Ein merkwürdiger Unterricht mit merkwürdigen Aufgaben ist das. Das Problem scheint mir, daß die Schubladen der Musikgeschichte viel zu wichtig genommen werden und Sachen hineingepackt werden, die überhaupt nicht hineinpassen: "expressiver Stil", "Neoklassizismus"...solche Schubladen wackeln bedenklich, wenn sie nicht in einem Schrank aus halbwegs sicherem historischen Verständnis eingebaut sind.
Konkret heißt das: die Aufgabe, Stilmerkmale des Expressionismus aus dem 20.Jahrhundert in früheren Jahrhunderten wiederzufinden, ist absurd. Allerdings ist es auch absurd, daß Bach Vogelstimmen in einem Frühlingsstück verwendet hat. Collagentechnik ist ebenso ein Begriff aus der Bildenden Kunst des 20. Jahrhunderts, und sowas in der Musik früherer Jahre wiederzufinden, ein Ding der Unmöglichkeit - eben weil der historische Background ein ganz anderer ist.

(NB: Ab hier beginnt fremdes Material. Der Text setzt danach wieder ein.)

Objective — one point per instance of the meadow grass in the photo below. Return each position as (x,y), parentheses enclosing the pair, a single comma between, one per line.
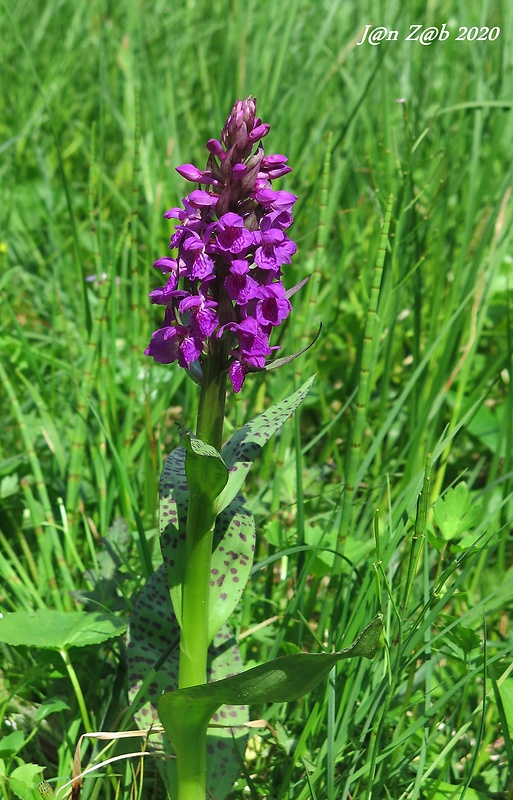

Expressionismus kann nur Expressionismus sein, wenn der Expressionist auf die vorherigen geistigen und künstlerischen Entwicklungen der Renaissance, des Rokoko, der Romantik und von mir aus auch der (ca. zeitgleichen) zweiten Wiener Schule zurückblicken konnte. Wer auf all das nicht zurückblicken konnte (z.B. Bach), dem fehlen die notwendigen Voraussetzungen, um Werke zu schaffen, die die Bezeichnung "expressionistisch" verdienen.
Mir stellt sich bei einer solchen Aufgabenstellung ganz massiv die Sinnfrage. Viel sinnvoller wäre es doch, eine engere Aufgabe zu stellen. Z.B. wo welche Komponisten Vogelstimmen in ihren Werken einsetzten. "Enge Frage - enge Antwort - wenig gelernt" kann manchmal besser sein als "weite Frage - weite Antwort - nichts gelernt"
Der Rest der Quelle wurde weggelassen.